Bureau of Safety and Environmental Enforcement reported Tuesday offshore producers in the U.S. Gulf of Mexico halted as much as 914,811 barrels per day (bpd) or nearly half of the total crude output in the region as Tropical Storm Zeta is now forecast to strengthen into a Category 1 hurricane when it makes landfall along the Louisiana coastline late Wednesday. DTN Weather expects Zeta to bring as much as six inches of rain, resulting in dangerous surge and flooding along the Louisiana coastline.
Drawing support from the temporary cut in output, December WTI futures added $1.01 on the session to settle at $39.57 bbl and Brent crude on the Intercontinental Exchange gained 74 cents to finish at $41.20 bbl. January Brent futures widened its premium slightly to 40 cents ahead of the December contract's expiration Friday.
NYMEX November ULSD futures rallied 3.59 cents to settle at $1.1577 gallon, with December ULSD nearly erasing its premium to the November contract ahead of expiration Friday afternoon. November RBOB futures added more than 3 cents to settle at $1.1434 gallon with December futures at a 1.46-cent discount to the expiring contract.

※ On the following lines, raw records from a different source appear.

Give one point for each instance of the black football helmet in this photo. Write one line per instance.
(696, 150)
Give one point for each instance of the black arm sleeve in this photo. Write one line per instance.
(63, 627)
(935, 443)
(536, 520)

Tuesday afternoon traders also positioned ahead of the weekly release of U.S. inventory data from the American Petroleum Institute due out 4:30 p.m. EDT, with expectations for combined crude and refined product supplies to have decreases during the week ended Oct. 23. Commercial crude oil inventories likely added 900,000 bbl and gasoline stockpiles are seen to have declined by 2 million bbl last week. Distillate fuel stocks are estimated to have been drawn down 2.2 million bbl last week.
Separately, markets are closely monitoring a second wave of coronavirus infections sweeping through the United States and the European Union, with the latest reports indicating French President Emmanuel Macron is now considering a total lockdown for the country should COVID-19 cases continue to rise. German Chancellor Angela Merkel is reportedly set to announce "a light-touch lockdown" Wednesday for the Eurozone's largest economy through year end. Earlier this week, the Czech Republic, Germany's neighbor, announced closure of national borders and all nonessential businesses and travel, plunging the country in what technically looks like a total nationwide lockdown from eight months ago.